By Roger Underwood - posted Friday, 5 March 2010


My second concern was more critical. By downgrading bushfire management, including closure of roads and fire trails, and by imposing constraints on the use of earth-moving equipment, the Minister has unwittingly written a death warrant for this reserve. Lightning strikes are common in the southern forests, and seriously bad fire weather occurs every summer. Sooner or later a ferocious wildfire will rip through the wilderness and it will be devastated. What then of this “island of beauty”? What then of its untouched biodiversity? Both will be cooked to a cinder. A smaller, informal wilderness area established within the Walpole-Nornalup National Park some years earlier has already been subjected to this fate.
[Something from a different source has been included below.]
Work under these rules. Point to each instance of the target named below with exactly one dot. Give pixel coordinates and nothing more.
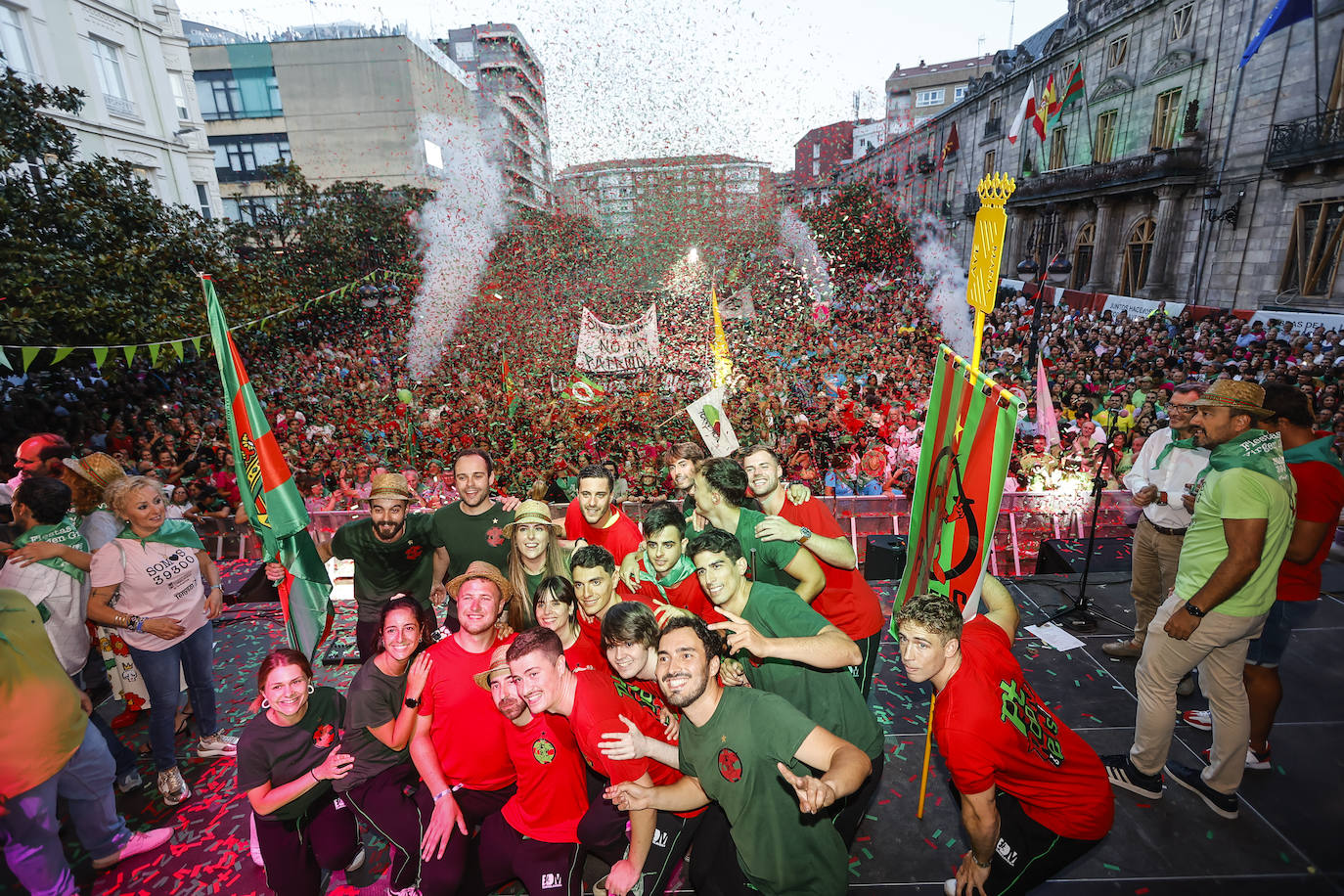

It was left unburnt for many years and then finally was incinerated in a wildfire.

Any failure to provide effective fuel reduction burning in this area may well also write the death warrant for local firefighters, forced to deal with a wildfire tearing out of the wilderness area towards towns, farms and other conservation reserves, or of bushwalkers caught in the middle of the wilderness area with no means of escape.

I do not object to governments declaring wilderness areas. This is their right, and in the case of the Walpole Wilderness Area, I know why they did it (Minister Edwards happily acknowledged the assistance of The Wilderness Society in developing her policy). What I do object to is a failure to apply the sort of responsible management that will protect the beauty and biological resources of the area, and maintain regional standards of bushfire protection.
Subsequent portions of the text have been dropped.